A Brit-raised Indian spy returns to his homeland for a mission, and all kinds of mayhem breaks out. There are some big laughs, but the jokes get repetitive after a while. Even at two hours, the film feels padded out. That’s the short take. A longer review follows, and it may contain spoilers.
It’s no accident that Happy Patel: Khatarnaak Jasoos sounds like Austin Powers: International Man of Mystery. This spy, too, is a good-natured idiot, and the mission is less important than the gags that come at us with the frequency of machine-gun bullets. The opening stretch is very funny. The film, directed by Vir Das and Kavi Shastri, opens in Goa. I found it hilarious that an Englishman was named Mr. White. Aamir Khan contributes a very fun cameo, as does Sumukhi Suresh. And the absurdity is top-notch, like in a line about “frisky camels” or in the on-screen captions. Spy movies usually give us place-and-time captions like “2003, Somewhere in South Africa…” In Happy Patel, we get captions that tell us the population of a random town in England. Happy himself is a wonderfully absurd creature. He may be a terrible spy, but he can make beautiful sandwiches while dancing ballet.

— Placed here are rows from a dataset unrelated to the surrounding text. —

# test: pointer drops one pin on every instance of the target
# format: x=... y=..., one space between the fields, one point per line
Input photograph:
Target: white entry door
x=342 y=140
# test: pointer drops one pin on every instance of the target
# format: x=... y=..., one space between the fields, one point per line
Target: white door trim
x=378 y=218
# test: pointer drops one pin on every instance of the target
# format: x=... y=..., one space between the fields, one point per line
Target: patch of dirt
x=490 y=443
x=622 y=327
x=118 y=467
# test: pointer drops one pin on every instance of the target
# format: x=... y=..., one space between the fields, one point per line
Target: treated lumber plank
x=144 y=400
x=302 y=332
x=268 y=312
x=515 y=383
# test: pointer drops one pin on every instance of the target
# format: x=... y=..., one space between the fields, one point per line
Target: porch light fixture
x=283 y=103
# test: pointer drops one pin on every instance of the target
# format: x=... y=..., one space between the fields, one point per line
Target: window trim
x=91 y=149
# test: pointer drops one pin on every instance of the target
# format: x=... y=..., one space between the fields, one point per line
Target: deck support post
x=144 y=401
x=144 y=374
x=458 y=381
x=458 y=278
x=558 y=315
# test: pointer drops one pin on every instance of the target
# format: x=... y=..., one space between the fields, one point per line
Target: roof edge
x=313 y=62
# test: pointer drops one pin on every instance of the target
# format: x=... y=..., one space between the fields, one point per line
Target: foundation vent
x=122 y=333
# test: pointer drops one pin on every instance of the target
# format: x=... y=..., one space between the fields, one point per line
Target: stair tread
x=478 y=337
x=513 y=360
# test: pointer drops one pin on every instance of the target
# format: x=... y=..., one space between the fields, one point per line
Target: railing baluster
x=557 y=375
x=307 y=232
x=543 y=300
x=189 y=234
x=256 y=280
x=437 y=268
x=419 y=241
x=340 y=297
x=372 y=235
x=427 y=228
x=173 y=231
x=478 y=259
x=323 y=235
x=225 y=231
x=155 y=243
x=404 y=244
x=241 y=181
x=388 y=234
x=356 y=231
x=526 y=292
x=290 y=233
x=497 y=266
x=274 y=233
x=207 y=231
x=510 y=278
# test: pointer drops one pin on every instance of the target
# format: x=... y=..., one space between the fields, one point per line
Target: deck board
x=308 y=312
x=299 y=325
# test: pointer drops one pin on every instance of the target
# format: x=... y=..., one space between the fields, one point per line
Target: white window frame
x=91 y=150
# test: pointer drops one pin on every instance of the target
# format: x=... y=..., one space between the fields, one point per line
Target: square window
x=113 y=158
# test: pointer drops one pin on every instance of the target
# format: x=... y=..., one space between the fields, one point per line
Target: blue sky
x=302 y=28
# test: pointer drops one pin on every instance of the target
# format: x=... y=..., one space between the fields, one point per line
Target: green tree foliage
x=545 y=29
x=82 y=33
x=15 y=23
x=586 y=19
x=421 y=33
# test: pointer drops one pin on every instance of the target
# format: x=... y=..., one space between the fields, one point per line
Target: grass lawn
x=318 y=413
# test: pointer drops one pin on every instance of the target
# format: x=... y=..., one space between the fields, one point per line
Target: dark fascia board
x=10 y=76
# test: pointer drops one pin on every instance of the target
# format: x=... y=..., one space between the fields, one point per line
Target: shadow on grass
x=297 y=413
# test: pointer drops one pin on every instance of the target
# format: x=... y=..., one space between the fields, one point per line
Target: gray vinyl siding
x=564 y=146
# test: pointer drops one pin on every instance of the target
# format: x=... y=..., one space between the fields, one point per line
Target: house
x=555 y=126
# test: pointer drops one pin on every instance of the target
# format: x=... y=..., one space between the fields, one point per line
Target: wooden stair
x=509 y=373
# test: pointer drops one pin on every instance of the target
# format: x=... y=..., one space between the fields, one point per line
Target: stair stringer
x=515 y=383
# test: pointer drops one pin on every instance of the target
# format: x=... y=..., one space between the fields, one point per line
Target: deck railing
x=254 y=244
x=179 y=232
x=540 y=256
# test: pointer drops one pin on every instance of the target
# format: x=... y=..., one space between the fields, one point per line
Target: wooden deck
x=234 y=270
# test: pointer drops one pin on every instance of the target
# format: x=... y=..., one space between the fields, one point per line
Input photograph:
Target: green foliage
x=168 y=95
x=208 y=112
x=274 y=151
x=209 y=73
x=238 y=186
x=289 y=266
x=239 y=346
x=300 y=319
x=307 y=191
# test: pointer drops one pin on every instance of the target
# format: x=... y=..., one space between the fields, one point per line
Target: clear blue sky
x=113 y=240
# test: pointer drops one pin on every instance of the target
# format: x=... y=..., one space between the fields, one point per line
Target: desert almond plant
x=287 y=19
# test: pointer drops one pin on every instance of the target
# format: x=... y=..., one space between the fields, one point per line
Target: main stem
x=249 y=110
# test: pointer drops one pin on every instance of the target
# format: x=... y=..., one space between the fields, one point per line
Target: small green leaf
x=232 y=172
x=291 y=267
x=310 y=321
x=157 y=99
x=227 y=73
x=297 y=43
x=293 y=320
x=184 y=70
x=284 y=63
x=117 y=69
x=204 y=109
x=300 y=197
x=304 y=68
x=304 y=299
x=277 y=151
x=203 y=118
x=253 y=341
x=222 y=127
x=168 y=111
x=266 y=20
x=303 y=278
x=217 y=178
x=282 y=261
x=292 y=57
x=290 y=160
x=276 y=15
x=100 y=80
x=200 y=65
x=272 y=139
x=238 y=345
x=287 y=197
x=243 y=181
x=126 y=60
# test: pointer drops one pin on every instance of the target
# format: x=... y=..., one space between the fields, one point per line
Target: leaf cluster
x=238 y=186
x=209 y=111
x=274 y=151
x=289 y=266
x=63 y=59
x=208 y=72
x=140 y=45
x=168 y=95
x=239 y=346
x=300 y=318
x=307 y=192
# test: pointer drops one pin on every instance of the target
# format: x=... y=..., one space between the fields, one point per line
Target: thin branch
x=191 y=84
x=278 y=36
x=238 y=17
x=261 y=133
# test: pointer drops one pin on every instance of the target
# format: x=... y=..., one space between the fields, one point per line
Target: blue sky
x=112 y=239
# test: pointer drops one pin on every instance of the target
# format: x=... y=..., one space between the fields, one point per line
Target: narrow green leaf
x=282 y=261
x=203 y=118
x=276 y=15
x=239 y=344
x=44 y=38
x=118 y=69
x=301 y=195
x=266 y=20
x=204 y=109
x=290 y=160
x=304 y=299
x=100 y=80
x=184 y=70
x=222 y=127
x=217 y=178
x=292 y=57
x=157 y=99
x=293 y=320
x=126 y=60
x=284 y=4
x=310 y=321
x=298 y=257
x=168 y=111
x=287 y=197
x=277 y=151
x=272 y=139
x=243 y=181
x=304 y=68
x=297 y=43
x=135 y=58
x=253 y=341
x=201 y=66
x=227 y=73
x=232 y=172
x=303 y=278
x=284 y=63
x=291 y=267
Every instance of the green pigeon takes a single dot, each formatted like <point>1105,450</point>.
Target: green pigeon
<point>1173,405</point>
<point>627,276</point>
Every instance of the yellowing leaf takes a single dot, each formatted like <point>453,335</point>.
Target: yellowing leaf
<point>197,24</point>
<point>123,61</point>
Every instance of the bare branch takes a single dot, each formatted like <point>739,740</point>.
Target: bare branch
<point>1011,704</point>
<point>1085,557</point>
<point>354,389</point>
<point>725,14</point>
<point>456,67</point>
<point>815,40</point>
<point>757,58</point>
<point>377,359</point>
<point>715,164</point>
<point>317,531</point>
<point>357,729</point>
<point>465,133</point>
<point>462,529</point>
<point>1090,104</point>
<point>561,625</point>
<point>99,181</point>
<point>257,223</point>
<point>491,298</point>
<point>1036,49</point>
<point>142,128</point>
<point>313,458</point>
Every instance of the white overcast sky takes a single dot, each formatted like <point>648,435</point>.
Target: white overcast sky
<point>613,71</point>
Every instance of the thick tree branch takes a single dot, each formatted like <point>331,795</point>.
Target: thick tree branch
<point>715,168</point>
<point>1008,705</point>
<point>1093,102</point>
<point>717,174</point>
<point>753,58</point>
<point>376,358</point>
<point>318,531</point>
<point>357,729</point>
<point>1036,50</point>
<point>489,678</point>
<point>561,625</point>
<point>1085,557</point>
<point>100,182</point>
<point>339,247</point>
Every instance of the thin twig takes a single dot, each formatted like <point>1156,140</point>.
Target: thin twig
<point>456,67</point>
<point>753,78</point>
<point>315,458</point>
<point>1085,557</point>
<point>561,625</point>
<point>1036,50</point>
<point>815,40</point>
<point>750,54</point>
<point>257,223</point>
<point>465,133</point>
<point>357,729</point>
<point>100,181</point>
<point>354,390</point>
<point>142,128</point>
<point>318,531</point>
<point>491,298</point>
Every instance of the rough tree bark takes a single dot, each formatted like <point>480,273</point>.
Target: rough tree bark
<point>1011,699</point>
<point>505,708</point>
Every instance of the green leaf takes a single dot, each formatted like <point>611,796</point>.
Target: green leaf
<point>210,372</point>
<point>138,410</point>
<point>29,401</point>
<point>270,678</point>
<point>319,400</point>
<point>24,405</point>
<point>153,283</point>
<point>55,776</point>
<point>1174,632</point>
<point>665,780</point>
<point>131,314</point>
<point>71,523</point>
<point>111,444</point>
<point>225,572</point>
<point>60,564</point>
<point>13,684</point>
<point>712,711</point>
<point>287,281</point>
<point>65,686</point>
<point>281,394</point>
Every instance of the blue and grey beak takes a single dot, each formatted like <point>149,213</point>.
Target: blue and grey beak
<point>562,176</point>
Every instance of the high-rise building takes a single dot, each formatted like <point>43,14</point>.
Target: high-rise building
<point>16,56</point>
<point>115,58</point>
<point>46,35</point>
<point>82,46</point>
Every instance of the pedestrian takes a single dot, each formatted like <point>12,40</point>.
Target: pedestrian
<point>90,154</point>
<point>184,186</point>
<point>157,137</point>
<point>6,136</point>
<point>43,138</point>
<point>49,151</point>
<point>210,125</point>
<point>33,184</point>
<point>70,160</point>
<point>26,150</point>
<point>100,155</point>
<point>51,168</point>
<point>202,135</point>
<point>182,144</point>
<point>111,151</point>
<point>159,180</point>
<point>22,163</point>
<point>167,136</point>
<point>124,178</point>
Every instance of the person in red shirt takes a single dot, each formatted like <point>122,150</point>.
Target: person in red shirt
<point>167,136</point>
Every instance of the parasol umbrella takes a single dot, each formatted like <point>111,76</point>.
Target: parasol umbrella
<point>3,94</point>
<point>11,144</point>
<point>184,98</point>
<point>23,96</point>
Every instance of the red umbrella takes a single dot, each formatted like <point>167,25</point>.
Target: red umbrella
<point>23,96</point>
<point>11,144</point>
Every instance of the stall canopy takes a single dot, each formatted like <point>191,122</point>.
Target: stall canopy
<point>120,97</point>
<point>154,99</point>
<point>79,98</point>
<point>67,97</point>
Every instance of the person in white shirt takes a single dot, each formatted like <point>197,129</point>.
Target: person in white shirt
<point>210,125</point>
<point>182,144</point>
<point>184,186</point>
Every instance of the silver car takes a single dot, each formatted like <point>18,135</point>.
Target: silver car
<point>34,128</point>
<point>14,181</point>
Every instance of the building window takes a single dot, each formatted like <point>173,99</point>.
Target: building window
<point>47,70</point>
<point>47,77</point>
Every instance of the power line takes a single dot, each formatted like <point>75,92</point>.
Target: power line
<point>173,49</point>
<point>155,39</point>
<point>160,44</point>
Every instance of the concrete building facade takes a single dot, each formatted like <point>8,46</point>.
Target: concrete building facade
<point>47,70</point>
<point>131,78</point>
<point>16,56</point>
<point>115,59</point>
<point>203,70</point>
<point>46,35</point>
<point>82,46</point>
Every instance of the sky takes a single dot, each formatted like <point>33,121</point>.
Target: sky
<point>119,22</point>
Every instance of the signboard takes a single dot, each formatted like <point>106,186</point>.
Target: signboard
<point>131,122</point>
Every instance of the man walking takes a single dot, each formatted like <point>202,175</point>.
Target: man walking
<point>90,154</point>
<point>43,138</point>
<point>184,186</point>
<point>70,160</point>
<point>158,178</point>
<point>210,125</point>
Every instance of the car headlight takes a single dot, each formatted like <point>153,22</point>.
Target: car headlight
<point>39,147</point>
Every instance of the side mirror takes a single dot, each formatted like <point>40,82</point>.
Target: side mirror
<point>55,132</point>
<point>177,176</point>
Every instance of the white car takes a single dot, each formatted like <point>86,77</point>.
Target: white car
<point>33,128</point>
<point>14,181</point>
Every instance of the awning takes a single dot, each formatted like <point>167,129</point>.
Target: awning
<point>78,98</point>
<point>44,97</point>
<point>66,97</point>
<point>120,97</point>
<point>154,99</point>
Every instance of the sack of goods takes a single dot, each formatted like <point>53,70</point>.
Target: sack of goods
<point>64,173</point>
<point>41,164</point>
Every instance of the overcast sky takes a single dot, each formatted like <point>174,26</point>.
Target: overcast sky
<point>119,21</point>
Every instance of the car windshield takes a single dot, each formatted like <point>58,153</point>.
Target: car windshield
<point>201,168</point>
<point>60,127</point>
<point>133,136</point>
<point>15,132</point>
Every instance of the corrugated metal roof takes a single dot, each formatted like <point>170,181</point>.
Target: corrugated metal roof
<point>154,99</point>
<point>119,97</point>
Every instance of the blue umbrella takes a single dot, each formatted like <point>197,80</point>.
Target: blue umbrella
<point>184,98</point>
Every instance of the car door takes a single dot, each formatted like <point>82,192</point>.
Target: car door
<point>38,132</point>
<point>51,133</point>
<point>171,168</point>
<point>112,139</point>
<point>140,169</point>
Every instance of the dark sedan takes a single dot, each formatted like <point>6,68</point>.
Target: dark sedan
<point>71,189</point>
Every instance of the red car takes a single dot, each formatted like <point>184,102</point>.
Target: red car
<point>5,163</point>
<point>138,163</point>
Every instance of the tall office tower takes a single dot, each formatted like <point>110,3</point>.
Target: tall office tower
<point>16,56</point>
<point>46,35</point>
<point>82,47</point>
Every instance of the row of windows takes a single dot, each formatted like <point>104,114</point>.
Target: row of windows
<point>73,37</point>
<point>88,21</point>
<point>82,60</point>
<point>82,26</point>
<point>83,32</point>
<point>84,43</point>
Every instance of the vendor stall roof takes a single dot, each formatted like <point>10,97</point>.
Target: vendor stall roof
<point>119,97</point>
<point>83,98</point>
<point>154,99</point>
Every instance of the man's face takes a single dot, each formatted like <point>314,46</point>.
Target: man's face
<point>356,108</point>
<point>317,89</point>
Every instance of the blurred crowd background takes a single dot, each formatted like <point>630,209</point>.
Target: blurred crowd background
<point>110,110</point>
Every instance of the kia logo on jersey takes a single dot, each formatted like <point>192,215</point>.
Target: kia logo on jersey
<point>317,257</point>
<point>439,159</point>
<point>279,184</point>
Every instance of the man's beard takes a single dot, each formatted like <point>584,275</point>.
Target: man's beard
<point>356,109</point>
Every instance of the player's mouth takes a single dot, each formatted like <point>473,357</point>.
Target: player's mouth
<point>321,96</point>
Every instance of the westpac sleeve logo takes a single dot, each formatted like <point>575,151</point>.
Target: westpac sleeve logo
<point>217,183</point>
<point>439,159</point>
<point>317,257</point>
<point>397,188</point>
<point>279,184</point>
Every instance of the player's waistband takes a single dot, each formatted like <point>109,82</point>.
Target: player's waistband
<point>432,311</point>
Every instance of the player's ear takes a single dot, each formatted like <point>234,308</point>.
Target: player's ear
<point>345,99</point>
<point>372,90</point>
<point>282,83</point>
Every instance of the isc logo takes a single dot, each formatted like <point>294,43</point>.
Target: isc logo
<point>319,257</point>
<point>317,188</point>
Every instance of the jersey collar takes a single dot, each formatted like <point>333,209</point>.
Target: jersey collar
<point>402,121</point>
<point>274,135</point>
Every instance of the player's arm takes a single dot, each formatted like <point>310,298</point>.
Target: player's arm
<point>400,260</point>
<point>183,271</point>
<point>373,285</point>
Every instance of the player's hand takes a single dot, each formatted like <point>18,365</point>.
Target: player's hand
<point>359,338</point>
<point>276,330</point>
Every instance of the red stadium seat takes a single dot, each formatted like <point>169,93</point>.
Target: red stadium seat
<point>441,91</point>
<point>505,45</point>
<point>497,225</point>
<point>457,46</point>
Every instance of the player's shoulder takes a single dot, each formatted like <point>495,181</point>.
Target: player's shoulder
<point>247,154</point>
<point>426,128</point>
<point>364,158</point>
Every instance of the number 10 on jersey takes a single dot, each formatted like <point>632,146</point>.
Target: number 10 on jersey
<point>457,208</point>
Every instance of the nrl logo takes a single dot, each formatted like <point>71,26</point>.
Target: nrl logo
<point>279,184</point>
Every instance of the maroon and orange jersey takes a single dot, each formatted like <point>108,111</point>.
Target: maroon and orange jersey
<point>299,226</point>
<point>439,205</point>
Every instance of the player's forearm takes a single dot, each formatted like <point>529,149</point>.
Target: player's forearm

The theatre I watched the film in had subtitles, but not the usual kind where, for example, “Main theek hoon” is translated to “I am okay.” Here, the Marathi lines get proper translations in the English subtitles. But if a character speaks Hindi and says “Main theek hoon”, the subtitles show the same thing (that is, “Main theek hoon”) in the Roman alphabet. And while this is going to be of no help for a non-Hindi speaker to understand the movie, it does help us understand Happy, whose Hindi is as absurd as he is. Happy was raised in England by two British fathers, and he has to learn Hindi from scratch. So when he means “bhookh”, as in hunger, he pronounces it as “book”. When he means “tum”, as in you, he pronounces it as “Tom”, and this gives the film a running-gag character named Tom who appears every time Happy utters his name while actually meaning “tum”. This is the rare film that keeps you looking at the subtitles even if you know the language because these subtitles are filled with Happy’s language mistakes and are a lot of fun.

The story tackles India’s obsession with fairness, and there’s a hilarious supporting character who keeps growing white to an alarming degree. He is controlled by this film’s villain, played by Mona Singh. She is great, and the screen is filled with very likeable actors like Vir Das and Mithila Palkar and Sharib Hashmi, and there are cameos from Imran Khan and a bunch of others. But the LOL insanity of the first stretch is not sustained. The pacing becomes strained and the gags become repetitive. By the time Happy intended to say “Ek ladki ki jaan khatre mein thi”, and instead said “Ek lakdi ki jaan katori mein thi”, I was no longer laughing. This is a case of a film that must have sounded fantastic on paper, but has been let down by the making. Comedy requires its own kind of staging rhythms, and those are absent. The way the hero-versus-villain climax plays out is utterly unexpected, but it’s not as funny as it sounds inside our heads. Happy Patel, by the end, resembles a stand-up act with a super-strong start that keeps you going even when the air begins to leak out of the show.